Jesus wandte sich um. Er spürte, daß zwei suchende Seelen
sich näherten. Eigentlich suchte er sie. Sein Vorübergehen
bedeutete ein Werben um diese Seelen. Er breitet aber nicht
sofort die Arme aus, um sie an sein Herz zu ziehen. Er
richtet vielmehr eine ernste Gewissensfrage an sie: "Was
sucht ihr?" In der Welt zieht und schleppt man die Leute
herbei, damit sie Kameraden und Parteigänger werden möchten.

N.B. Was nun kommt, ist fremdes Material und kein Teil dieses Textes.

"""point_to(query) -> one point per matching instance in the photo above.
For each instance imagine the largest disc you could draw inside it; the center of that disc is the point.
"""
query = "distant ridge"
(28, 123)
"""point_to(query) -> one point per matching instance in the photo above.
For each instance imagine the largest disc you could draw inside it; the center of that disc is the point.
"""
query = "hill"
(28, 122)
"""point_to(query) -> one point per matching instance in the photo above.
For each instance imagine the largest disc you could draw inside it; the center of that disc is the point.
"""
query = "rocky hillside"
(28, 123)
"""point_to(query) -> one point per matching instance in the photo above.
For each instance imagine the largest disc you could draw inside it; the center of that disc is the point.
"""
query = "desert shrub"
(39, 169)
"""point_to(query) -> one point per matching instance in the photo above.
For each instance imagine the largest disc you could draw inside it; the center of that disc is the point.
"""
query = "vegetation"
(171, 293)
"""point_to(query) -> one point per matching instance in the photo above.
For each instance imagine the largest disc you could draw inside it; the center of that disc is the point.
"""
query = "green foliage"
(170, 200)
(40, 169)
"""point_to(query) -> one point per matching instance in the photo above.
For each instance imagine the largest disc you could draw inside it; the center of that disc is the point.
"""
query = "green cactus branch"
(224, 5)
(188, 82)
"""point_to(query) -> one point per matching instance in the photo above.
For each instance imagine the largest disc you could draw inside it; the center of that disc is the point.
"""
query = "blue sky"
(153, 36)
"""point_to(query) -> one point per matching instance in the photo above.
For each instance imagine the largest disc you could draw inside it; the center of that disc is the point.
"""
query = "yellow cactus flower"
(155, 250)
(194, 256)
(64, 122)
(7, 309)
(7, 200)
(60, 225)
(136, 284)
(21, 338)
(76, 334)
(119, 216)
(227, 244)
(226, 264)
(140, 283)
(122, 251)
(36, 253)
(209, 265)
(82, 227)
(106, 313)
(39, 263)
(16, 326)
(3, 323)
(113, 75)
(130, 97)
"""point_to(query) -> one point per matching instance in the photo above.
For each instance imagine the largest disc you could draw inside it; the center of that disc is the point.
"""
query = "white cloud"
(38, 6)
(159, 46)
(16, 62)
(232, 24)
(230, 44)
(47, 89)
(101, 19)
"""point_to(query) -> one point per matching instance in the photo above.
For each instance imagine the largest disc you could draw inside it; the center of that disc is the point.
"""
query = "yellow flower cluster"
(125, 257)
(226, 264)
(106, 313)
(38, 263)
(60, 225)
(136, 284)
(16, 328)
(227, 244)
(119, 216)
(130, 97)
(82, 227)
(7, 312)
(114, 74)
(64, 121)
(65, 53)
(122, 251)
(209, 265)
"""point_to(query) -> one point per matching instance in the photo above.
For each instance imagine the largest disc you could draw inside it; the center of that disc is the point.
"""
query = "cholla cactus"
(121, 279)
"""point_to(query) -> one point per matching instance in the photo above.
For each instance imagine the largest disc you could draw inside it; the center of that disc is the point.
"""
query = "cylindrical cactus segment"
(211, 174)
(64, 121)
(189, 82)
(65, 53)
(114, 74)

Man sucht sie um jeden Preis in das eigene Fahrwasser zu
leiten. Anders im Reiche Gottes. Da sollen keine
Überredungskünste die Seelen überrumpeln. Jeder soll sich
klarmachen, ob sein Verlangen wirklich auf Gott und die Güter
des Himmels gerichtet ist.
Was suchst du bei Jesus? Vielleicht doch mehr äußere Hilfe
für die leibliche Not. Dann wirst du eine Enttäuschung
erleben. Du kommst nicht auf deine Rechnung. Der äußere
Mensch findet bei Jesus kein Wohlleben, vielmehr Trübsal und
Leiden; nicht Ehre, sondern Schmach; nicht Freiheit, sich
selbst zu leben, sondern Unterwerfung unter ihn als den
unbedingten Herrn. Die Juden zur Zeit Jesu suchten
größtenteils Befreiung von der Zwingherrschaft der Römer,
aber nicht von der Zwingherrschaft der Sünde.

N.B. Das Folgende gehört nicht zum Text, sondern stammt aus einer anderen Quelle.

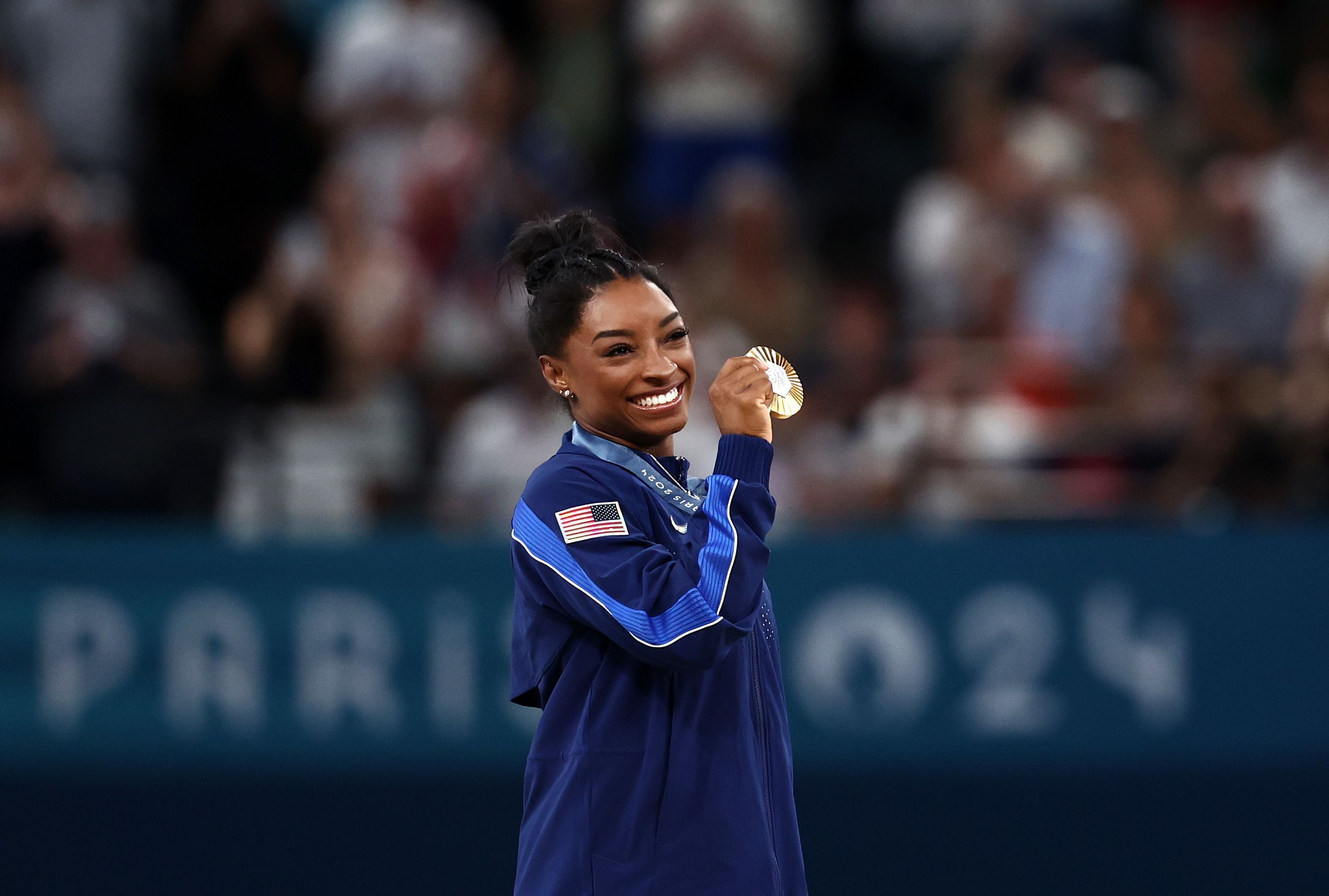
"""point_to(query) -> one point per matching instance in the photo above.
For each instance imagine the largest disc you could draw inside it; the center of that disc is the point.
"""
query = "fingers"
(742, 370)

Wer hingegen Antwort sucht auf die brennende Frage: "Ich
elender Mensch, wer wird mich erlösen?", dem ruft der Heiland
zu: "Komm und siehe!", und es wird ihm gehen wie den beiden
Jüngern: "Sie kamen und sahen und blieben." Sie gingen nicht
mehr von Jesus weg. Er stillte das tiefste Sehnen ihrer
Seele. Unvergeßlich war ihnen die Stunde, da sie zuerst
Jesus ins Antlitz blickten. Es war nachmittags 4 Uhr. Etwa
60 Jahre später schrieb Johannes sein Evangelium nieder. In
dieser langen Zeit ist ihm Jesus nur noch größer und
unentbehrlicher geworden. Das rechte Suchen führt zum Finden
und das Finden zu immer neuem Suchen und völligerem Finden.